The Central Bank of Nigeria (CBN) has blamed high cost of food items on logistics challenges and the activities of hoarders.

The Central Bank of Nigeria (CBN) has blamed high cost of food items on logistics challenges and the activities of hoarders.

CBN Governor, Godwin Emefiele, said this at the end of the last Monetary Policy Committee (MPC) meeting in Abuja.

Latest inflation figures rose in December after trending downwards for eight months.

The CBN, he said, sees “logistical problems essentially bordering on transportation and destruction of food produce or perishable items from farm to market”.

As a solution, he said the apex bank was “trying to encourage people who are interested in looking at how to resolve the logistical problems of delivering food from farm to market to come in and take advantage of some of those intervention that we have”.

Another reason for the high cost of food stuff, Emefiele noted, were the activities hoarders, who he said “are here playing their games”.

Hoarders, he said, “buy and hoard, wait for the dry season for prices to go up, so they can take advantage at the detriment of innocent Nigerians”.

Emefiele said: “We started a programme last year where we said for repayment of our loan under the Anchor Borrowers’ Programme, we will receive the produce into our silos and warehouses and we will dispose of them and sell them to the real end-users whether it is to the real rice millers or the feed millers who need them.

“Through that mechanism, we can be seen to be competing with the hoarders in the market to moderate prices.

“It worked well in 2021 because between February and around August 2021, the Central Bank released on a monthly basis 50,000 tons of maize through our silos.”

Another solution he pointed out is that “all excess output aggregated from the financed farmers will be released to the Nigeria Commodity Exchange (NCX) to help moderate the prices of food in the market”.

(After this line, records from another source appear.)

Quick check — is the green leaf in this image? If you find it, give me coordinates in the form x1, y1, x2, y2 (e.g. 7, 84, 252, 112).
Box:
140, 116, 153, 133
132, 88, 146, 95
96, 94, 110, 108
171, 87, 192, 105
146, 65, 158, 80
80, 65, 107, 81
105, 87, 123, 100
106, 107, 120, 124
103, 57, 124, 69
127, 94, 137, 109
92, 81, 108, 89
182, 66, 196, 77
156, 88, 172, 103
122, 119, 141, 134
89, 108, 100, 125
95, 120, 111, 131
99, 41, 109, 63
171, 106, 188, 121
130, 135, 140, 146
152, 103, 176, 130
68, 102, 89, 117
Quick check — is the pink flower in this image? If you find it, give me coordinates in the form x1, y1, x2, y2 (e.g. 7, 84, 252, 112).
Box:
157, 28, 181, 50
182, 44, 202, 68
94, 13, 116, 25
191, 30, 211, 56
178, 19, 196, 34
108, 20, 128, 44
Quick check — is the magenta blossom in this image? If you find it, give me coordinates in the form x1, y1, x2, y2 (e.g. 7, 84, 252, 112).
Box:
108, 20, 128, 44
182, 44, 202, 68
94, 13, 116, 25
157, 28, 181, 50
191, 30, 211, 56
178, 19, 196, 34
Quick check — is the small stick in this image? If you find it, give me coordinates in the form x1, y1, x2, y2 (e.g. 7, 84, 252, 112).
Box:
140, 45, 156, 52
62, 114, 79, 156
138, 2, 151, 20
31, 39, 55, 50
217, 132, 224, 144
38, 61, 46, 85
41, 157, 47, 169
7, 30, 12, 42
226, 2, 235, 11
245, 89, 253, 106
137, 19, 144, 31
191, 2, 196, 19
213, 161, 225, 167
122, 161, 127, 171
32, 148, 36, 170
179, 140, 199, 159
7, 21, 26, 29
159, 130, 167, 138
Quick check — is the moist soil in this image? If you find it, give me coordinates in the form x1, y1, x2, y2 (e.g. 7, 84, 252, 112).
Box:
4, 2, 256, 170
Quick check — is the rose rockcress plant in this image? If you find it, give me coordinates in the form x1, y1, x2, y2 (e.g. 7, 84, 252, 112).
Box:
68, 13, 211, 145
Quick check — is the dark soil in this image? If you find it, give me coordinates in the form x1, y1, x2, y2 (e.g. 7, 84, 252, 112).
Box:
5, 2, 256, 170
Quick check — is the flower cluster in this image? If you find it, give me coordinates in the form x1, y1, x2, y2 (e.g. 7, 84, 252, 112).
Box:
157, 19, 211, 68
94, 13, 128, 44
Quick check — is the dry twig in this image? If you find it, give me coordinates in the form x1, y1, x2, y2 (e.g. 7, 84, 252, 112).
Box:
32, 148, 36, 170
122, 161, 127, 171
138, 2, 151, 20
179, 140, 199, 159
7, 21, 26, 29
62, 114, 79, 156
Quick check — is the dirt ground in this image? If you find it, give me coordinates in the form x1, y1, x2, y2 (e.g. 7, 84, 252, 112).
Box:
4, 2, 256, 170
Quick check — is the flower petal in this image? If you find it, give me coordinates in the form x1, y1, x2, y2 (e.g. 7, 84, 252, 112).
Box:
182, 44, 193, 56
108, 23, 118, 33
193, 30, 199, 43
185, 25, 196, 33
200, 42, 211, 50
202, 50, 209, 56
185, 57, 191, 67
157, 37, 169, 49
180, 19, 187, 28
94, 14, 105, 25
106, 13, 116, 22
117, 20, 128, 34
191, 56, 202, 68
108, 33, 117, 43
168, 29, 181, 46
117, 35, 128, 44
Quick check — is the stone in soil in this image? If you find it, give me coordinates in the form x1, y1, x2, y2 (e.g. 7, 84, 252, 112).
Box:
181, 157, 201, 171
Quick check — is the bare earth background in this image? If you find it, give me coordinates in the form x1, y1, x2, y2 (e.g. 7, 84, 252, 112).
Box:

At the MPC briefing, the CBN governor disclosed that “with the recent assignment of the enaira USSD code by the NCC (Nigerian Communications Commission), Nigerians without a smart phone who represent the majority of the population will soon be able on onboard and carry out transactions using eNaira while dialing code 997”.

To create an eco-system that will thrive, Emefiele said the CBN “is engaging with fintech and other industry players to create a bouquet of product on eNaira platform”.

While transactions on the system have so far mostly revolved around moving money mostly to/and from bank accounts, Emefiele said a test with licensed payment services providers were ongoing to enable payment using eNaira on e-Commerce platforms.

“This will enable small and medium enterprises and other commercial service providers to offer their product and services and accept eNaira as a means of payment and exchange.

“As part of our commitment to meeting our target for financial inclusion, we are also working on a framework that will leverage the existing and new infrastructure to soon extend the services of eNaira to your bank,” Emefiele said.